With significant numbers of parents found to be going without food and borrowing money to provide for their children, and stark images of deprivation - around one in five parents in poverty said their children go without new shoes when they need them - arising alongside evidence of financial struggle in households well above the poverty bracket, a complex, changing landscape of poverty emerges that goes beyond stereotypes and simple solutions.

The survey questioned over 5,000 parents and 1,500 children from a variety of low- to middle-income households, exploring their experiences of poverty and financial struggle and the effects on mental wellbeing and family life. Taken together with evidence of material deprivation, the report helps build the many-sided, nuanced picture of poverty that we need - one that acknowledges the rise of in-work poverty, and the complex sets of social, material, mental and physical factors that interact to keep many different types of households poor.
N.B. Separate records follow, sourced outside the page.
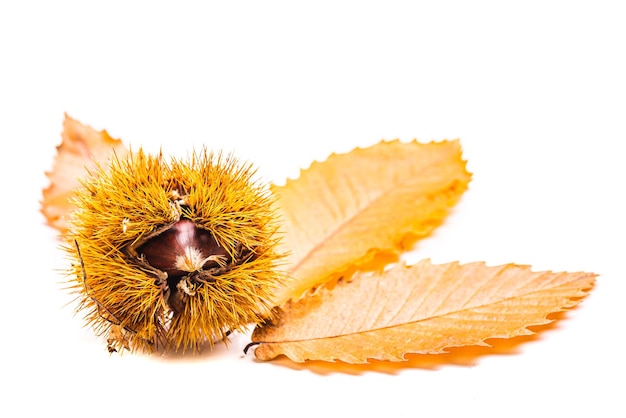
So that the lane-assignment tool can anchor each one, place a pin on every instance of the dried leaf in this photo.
(422, 309)
(81, 148)
(342, 212)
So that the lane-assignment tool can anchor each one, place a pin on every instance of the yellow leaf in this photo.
(343, 212)
(81, 148)
(422, 309)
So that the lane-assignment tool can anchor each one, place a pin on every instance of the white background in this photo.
(535, 91)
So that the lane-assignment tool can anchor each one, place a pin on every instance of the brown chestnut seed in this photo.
(189, 255)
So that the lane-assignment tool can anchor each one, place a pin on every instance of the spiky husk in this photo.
(127, 201)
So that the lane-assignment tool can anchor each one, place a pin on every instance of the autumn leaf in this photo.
(81, 148)
(342, 212)
(422, 309)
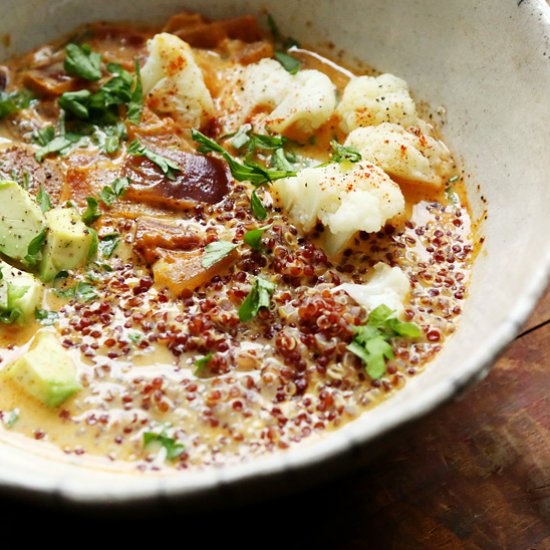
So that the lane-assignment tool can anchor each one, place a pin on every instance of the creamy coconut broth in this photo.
(189, 339)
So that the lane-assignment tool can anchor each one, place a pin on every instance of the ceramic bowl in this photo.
(487, 63)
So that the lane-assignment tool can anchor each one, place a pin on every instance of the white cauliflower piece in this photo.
(411, 156)
(369, 100)
(173, 82)
(305, 100)
(344, 198)
(388, 286)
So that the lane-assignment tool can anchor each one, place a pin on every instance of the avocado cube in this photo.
(45, 371)
(68, 243)
(20, 294)
(21, 220)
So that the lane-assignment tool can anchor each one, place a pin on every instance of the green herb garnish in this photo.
(342, 153)
(108, 244)
(371, 342)
(202, 363)
(114, 191)
(215, 251)
(13, 102)
(241, 171)
(46, 317)
(258, 297)
(253, 238)
(173, 448)
(168, 167)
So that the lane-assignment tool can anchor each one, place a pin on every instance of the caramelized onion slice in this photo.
(182, 272)
(201, 179)
(154, 234)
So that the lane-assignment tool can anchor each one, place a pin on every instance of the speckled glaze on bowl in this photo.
(487, 62)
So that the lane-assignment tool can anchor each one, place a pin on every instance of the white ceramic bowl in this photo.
(488, 63)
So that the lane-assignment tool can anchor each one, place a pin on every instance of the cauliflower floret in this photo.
(411, 156)
(388, 286)
(344, 198)
(306, 100)
(173, 81)
(368, 101)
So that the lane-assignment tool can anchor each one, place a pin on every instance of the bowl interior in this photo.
(485, 62)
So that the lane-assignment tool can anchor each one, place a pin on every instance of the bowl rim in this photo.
(72, 489)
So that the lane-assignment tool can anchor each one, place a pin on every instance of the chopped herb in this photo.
(43, 199)
(114, 191)
(46, 317)
(253, 238)
(258, 297)
(168, 167)
(371, 341)
(13, 102)
(342, 153)
(281, 160)
(215, 251)
(241, 171)
(84, 292)
(81, 61)
(202, 363)
(289, 63)
(172, 447)
(257, 207)
(108, 244)
(136, 101)
(34, 251)
(92, 212)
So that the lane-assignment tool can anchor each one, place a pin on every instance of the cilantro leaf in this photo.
(173, 448)
(114, 191)
(342, 153)
(43, 199)
(202, 363)
(108, 244)
(215, 251)
(241, 171)
(258, 297)
(371, 342)
(289, 63)
(257, 207)
(13, 102)
(253, 238)
(168, 167)
(82, 62)
(46, 317)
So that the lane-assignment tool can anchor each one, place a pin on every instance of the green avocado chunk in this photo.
(68, 244)
(20, 295)
(21, 220)
(45, 372)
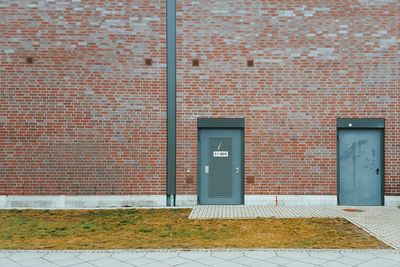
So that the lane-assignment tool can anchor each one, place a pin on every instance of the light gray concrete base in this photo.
(118, 201)
(381, 222)
(224, 257)
(81, 202)
(291, 200)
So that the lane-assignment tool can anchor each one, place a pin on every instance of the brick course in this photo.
(89, 117)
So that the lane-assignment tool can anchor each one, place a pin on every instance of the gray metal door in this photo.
(360, 167)
(220, 166)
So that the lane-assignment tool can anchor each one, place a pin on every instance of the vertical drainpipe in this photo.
(171, 102)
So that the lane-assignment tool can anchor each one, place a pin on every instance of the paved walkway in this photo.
(381, 222)
(231, 258)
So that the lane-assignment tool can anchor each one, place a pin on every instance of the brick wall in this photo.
(314, 61)
(87, 116)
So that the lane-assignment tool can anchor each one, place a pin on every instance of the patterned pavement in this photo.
(381, 222)
(194, 258)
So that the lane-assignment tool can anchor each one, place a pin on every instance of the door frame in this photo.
(220, 124)
(361, 124)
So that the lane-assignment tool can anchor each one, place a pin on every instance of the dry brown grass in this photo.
(170, 228)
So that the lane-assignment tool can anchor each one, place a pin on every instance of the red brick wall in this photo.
(88, 116)
(314, 61)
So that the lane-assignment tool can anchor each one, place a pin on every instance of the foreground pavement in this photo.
(267, 257)
(381, 222)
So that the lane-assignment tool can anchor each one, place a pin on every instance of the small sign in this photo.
(220, 154)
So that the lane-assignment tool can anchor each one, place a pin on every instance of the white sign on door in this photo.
(220, 154)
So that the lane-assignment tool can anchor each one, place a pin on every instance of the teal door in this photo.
(360, 167)
(220, 166)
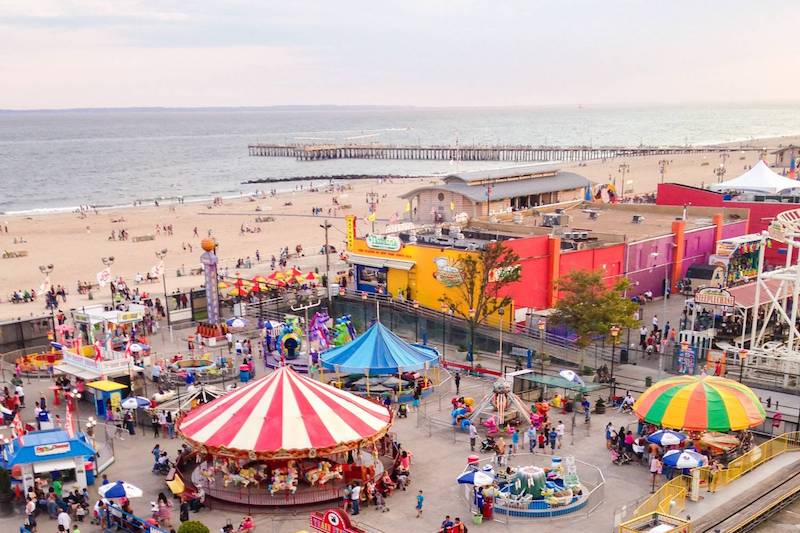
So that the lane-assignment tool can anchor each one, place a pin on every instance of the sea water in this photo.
(56, 160)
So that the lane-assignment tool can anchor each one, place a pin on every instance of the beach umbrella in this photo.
(135, 402)
(236, 322)
(666, 437)
(120, 489)
(572, 377)
(700, 403)
(478, 478)
(683, 459)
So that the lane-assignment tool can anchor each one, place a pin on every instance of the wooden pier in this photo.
(305, 152)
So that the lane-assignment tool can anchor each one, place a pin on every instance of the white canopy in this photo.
(760, 178)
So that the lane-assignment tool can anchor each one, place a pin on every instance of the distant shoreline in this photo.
(260, 181)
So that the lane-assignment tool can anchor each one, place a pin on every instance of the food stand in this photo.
(39, 453)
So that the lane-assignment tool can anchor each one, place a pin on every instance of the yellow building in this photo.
(384, 264)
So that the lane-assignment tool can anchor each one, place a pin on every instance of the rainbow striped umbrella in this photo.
(700, 403)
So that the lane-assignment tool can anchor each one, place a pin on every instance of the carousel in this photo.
(286, 439)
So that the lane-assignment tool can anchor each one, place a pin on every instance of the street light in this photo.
(161, 254)
(444, 309)
(501, 312)
(614, 330)
(47, 270)
(542, 325)
(416, 320)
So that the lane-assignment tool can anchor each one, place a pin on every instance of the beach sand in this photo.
(76, 245)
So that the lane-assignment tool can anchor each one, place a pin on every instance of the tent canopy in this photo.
(761, 179)
(379, 351)
(285, 415)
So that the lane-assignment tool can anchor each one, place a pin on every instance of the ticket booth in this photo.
(105, 392)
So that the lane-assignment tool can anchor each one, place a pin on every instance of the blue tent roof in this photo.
(379, 351)
(41, 440)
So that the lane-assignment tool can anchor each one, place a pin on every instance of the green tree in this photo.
(193, 526)
(589, 307)
(483, 278)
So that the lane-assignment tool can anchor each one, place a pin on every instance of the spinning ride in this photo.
(285, 439)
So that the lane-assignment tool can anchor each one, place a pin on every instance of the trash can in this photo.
(244, 373)
(88, 466)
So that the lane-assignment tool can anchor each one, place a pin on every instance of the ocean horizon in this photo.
(56, 160)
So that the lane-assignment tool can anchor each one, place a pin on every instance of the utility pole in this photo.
(326, 226)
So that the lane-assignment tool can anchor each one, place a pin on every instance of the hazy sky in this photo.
(104, 53)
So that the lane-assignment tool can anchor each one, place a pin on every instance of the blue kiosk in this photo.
(40, 453)
(386, 361)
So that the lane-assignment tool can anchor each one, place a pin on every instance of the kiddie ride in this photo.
(284, 344)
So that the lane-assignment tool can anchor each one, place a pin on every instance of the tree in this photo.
(193, 526)
(483, 278)
(588, 307)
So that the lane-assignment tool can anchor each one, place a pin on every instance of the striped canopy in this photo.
(379, 351)
(284, 415)
(700, 403)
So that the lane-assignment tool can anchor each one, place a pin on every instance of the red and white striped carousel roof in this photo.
(281, 412)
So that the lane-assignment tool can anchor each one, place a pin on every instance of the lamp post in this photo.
(444, 330)
(416, 321)
(107, 262)
(47, 270)
(364, 297)
(161, 254)
(501, 312)
(624, 168)
(542, 326)
(614, 330)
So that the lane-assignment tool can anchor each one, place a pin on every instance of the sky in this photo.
(177, 53)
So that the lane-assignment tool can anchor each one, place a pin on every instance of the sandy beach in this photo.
(76, 245)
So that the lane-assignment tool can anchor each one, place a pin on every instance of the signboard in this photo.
(714, 296)
(51, 449)
(333, 521)
(384, 242)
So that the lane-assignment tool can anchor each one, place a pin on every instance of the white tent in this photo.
(761, 179)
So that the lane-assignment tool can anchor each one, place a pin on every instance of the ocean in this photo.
(57, 160)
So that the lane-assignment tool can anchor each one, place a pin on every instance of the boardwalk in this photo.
(520, 153)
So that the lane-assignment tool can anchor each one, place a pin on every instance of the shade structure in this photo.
(666, 437)
(378, 351)
(700, 403)
(683, 459)
(282, 416)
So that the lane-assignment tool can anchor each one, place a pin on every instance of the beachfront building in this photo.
(651, 245)
(760, 193)
(485, 192)
(785, 155)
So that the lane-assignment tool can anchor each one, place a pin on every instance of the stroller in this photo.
(620, 457)
(488, 444)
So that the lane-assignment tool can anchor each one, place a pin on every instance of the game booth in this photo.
(379, 362)
(40, 454)
(286, 439)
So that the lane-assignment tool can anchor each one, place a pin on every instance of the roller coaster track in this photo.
(757, 510)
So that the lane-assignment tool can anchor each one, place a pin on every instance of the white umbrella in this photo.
(135, 402)
(572, 377)
(475, 477)
(120, 489)
(683, 459)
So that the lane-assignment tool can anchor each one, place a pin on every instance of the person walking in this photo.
(473, 436)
The complex nature of poverty as a lived experience is what Demos’ current research on multidimensional poverty measurement aims to capture. This autumn, Demos will publish findings from the research, carried out in conjunction with NatCen, which has identified 16 ‘types’ of poverty including 5 types of child poverty in Britain today – households where certain problems or factors cluster together to present different types of challenges. Demos’ 3D Poverty report highlighted the importance of the way poverty is understood in devising ways to tackle it.

By considering a total of 20 indicators of poverty, from physical and mental health, housing and education to community-based factors like neighbourly support and political engagement, the project aims to move away from the standard approach to measuring poverty – households earning under 60 per cent of the median income – which, as the present government has acknowledged, is inadequate as either an explanation or description of poverty, towards a more sophisticated understanding that will inform efforts to improve lives on the ground.

Crucial to communicating the human experience of poverty and gaining public support for these measures are the kind of striking images that arise from Save the Children’s report. Material deprivation is only one aspect of poverty, and it does not explain it, but the findings that 14 per cent of children in poverty say they go without a winter coat, for example, or that 13 per cent have stopped asking their parents for anything at all, are not merely headline-grabbing; they convey the reality of people’s experiences in a way charts and numbers do not.

At the same time, what unites the 16 types of poverty identified by Demos and NatCen and the households in the It Shouldn’t Happen Here report is low income. Save the Children’s call for the government to stick to the 2020 child poverty target, encourage employers to pay the living wage, let parents keep more money before benefits are withdrawn (following the introduction of the Universal Credit)  and provide help with childcare and living costs for low earners acknowledges this, while providing an insight into the complex range of factors on which Demos’ research will focus.

With an estimated 3.5m children currently in poverty in the UK, a figure the IFS has predicted will rise by 400,000 during this Parliament, and the failure of abstract income measures to inform and connect with the public imagination, it is sharp, visual representations of poverty such as the ones in Save the Children’s report that highlight the need for a multidimensional response all the more.